Any provision for a straight In-Out referendum on EU membership must be only the sixth clause of what would therefore become this six-clause Bill, the other five clauses of which would come into effect regardless of the outcome of any such referendum, the only referendum worth having.

Ed Miliband, Ed Balls (far too Eurosceptical to be a Minister under Cameron, never mind Chancellor) and Jon Cruddas (far too Eurosceptical to be on Cameron’s policy team, never mind at the head of it), over to you.

David J's picture

"A future Labour government will need to take radical measures to improve conditions for ordinary people - and won't be allowed to do so under EU law"

Any examples?

Mike Stallard's picture

Something on immigration perhaps?
Something on the City perhaps?
Something on the regions perhaps?
Something on the billions pumped into an anaccountable control Commission perhaps?
Something to do with the way that Directives and Recommendations are passed down and then passed into law by statutary instrument perhaps?
Something to do with the BBC and Civil Service being utterly in favour of the EU perhaps?

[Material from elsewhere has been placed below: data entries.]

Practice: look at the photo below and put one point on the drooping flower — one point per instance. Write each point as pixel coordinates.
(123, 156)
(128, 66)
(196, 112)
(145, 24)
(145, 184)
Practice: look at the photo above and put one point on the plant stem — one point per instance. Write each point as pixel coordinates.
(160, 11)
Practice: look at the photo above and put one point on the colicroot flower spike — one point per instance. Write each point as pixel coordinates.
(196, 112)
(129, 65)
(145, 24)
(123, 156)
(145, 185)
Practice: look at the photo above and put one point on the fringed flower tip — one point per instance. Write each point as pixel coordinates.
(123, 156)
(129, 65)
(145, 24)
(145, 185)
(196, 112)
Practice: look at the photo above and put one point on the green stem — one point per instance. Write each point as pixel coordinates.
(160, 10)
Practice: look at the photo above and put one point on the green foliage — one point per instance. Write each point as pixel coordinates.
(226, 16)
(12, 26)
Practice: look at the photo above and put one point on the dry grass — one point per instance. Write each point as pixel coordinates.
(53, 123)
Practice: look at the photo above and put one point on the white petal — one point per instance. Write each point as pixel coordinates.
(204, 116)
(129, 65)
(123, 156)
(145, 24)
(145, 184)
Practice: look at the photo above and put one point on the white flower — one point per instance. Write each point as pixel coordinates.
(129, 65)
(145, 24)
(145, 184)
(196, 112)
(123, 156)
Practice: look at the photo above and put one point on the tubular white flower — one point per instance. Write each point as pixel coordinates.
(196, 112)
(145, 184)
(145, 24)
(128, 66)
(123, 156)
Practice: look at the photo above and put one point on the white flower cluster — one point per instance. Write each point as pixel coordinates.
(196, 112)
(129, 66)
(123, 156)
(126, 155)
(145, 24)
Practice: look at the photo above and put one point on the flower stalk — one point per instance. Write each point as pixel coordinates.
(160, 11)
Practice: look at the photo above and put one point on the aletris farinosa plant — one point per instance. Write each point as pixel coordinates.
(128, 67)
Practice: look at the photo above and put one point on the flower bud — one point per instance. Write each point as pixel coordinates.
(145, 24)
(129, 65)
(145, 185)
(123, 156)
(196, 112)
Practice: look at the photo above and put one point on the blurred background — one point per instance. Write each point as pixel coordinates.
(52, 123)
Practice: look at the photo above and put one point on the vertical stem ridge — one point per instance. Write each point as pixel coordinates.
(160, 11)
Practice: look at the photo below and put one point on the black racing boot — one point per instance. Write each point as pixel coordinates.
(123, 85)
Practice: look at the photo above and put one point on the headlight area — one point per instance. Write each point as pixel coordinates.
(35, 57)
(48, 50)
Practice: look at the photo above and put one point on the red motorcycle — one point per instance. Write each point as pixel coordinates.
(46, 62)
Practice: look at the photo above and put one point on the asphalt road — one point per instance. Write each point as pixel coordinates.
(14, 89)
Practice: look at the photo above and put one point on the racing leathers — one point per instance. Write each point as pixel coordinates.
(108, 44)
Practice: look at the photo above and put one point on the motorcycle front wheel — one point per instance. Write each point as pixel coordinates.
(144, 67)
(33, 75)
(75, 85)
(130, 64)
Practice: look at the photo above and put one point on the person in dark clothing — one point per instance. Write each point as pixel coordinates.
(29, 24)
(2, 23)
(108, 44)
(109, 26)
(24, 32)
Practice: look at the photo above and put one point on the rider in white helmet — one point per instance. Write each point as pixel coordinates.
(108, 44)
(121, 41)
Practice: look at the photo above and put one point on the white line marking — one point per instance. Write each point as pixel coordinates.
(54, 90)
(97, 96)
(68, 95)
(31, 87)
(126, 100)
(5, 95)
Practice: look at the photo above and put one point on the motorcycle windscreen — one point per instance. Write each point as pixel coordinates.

Democratic Socialist's picture

Why should it be left to the Tories to espouse the benefits of leaving the EU? A future Labour government will need to take radical measures to improve conditions for ordinary people - and won't be allowed to do so under EU law. The EU is a mechanism for enshrining the status quo and placing real power beyond he reach of democratic decision making. We used to hear all kinds of rubbish from some on the left about the EU being more 'social democratic' than Britain; since the Greek fiasco we can see the true nature of the beast.